Köylüler angarya yükümlülüklerinin yanı sıra aşar vergisi de ödüyorlardı ve bunu sadece prenslerin ve soyluların topraklarında değil doğrudan piskoposlara, başpiskoposlara, papazlara ve rahibe manastırlarına çalıştıkları devasa arazilerde de yapmak zorundaydılar. Feodal dönemin tüm güçlü lordları arasında Kilise en büyük sömürücü olarak ortaya çıkıyordu. Örneğin Fransa’da 18. Yüzyılın sonunda, Fransız Devrimi’nin öncesinde ruhban sınıfı ülkenin tüm topraklarının beşte birine sahipti ve yıllık geliri yaklaşık 100 milyon Frank’tı.  Arazi sahiplerinin ödedikleri aşar vergisi 23 milyon tutuyordu.

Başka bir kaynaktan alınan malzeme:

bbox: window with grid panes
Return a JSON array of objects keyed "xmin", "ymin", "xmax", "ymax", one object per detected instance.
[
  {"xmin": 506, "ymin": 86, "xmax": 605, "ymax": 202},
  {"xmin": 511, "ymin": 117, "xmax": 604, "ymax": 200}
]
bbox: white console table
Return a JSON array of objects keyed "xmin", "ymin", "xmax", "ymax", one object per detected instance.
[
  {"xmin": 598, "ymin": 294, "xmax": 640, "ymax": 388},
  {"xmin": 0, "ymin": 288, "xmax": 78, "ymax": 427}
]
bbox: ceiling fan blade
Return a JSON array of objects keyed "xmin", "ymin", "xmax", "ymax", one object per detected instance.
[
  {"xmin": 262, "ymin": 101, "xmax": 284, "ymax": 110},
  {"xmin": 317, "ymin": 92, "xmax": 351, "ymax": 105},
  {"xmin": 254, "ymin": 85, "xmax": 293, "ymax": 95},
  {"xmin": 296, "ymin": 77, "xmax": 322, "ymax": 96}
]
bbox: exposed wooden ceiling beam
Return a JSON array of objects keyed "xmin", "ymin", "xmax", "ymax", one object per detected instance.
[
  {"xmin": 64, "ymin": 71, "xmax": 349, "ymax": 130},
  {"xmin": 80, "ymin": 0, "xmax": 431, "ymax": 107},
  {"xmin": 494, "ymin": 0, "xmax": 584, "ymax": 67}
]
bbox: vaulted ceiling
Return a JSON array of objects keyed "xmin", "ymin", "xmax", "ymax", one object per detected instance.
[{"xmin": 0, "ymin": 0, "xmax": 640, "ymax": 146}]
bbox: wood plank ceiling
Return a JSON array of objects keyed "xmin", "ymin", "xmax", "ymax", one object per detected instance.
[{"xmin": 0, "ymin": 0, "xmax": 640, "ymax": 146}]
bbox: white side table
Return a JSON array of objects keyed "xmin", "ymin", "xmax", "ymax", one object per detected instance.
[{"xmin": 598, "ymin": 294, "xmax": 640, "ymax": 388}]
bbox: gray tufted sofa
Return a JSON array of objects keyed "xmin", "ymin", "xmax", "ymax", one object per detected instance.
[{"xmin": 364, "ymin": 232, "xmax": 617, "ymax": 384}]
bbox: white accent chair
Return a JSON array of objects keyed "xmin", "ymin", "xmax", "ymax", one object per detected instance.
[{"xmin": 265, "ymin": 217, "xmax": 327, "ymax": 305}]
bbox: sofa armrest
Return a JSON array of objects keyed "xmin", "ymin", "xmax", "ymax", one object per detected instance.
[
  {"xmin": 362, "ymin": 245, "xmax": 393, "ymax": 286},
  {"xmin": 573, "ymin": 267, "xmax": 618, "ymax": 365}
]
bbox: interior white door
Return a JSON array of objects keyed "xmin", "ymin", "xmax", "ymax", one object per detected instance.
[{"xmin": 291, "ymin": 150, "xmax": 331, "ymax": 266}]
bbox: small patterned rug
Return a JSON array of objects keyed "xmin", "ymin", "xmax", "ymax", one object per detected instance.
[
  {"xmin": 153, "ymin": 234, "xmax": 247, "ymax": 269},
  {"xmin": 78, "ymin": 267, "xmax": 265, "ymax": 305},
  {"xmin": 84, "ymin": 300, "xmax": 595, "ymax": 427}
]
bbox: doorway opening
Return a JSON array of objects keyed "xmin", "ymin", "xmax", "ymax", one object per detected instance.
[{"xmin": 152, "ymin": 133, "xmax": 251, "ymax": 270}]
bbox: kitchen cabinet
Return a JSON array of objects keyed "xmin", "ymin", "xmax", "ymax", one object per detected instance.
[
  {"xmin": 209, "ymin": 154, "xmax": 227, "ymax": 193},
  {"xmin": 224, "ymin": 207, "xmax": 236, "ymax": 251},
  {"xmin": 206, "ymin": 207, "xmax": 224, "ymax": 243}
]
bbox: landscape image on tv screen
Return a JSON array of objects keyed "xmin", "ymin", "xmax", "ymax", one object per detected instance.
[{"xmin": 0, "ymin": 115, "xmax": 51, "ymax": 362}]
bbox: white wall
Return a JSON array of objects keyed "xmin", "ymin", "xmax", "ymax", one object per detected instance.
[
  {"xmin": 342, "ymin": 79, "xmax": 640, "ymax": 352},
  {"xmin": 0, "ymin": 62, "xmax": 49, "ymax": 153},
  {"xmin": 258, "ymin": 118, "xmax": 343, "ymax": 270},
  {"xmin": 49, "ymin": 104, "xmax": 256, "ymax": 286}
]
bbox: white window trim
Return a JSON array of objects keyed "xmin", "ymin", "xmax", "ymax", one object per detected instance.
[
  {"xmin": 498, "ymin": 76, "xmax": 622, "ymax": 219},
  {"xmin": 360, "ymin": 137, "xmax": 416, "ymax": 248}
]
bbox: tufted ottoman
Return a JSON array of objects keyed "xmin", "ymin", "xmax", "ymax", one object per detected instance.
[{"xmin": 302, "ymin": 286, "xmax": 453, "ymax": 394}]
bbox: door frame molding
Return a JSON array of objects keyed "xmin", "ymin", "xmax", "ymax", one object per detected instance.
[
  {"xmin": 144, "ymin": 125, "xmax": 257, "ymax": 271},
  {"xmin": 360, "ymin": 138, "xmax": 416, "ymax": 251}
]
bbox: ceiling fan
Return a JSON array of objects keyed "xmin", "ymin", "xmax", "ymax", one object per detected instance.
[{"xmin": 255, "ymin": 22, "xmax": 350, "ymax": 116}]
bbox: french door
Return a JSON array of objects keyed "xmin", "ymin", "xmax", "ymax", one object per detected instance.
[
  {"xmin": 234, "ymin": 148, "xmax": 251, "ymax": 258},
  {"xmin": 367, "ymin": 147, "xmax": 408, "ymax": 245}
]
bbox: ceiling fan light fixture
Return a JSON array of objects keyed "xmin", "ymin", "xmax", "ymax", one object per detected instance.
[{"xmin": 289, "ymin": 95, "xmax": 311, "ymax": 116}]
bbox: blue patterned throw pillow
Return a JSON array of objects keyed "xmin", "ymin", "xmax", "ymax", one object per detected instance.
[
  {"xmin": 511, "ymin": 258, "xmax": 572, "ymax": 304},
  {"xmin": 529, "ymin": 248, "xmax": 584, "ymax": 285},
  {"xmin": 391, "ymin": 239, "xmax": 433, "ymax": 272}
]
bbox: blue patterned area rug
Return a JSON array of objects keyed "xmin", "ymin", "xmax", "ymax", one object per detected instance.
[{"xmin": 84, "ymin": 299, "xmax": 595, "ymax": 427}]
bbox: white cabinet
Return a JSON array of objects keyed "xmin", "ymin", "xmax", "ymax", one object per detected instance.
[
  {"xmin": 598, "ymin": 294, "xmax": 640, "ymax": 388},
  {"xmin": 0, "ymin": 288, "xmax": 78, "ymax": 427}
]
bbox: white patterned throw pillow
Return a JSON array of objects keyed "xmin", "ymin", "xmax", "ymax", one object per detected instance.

Bu meblağ manastırları dolduran 2,800 papaz ve piskopoz ile 5,600 manastır rahibi ve başrahibi, 60,000 vaiz ve papaz yardımcısı ile 24,000 keşiş ve 26,000 rahibeyi besliyordu.

Bu papazlar ordusu vergi ve askeri hizmet yükümlülüğünden muaftı. Felaket –savaş, kötü hasat, salgın – dönemlerinde Kilise Devlet Hazinesine hiçbir zaman 16 milyon Frank’ı geçmeyen “gönüllü” bir vergi veriyordu.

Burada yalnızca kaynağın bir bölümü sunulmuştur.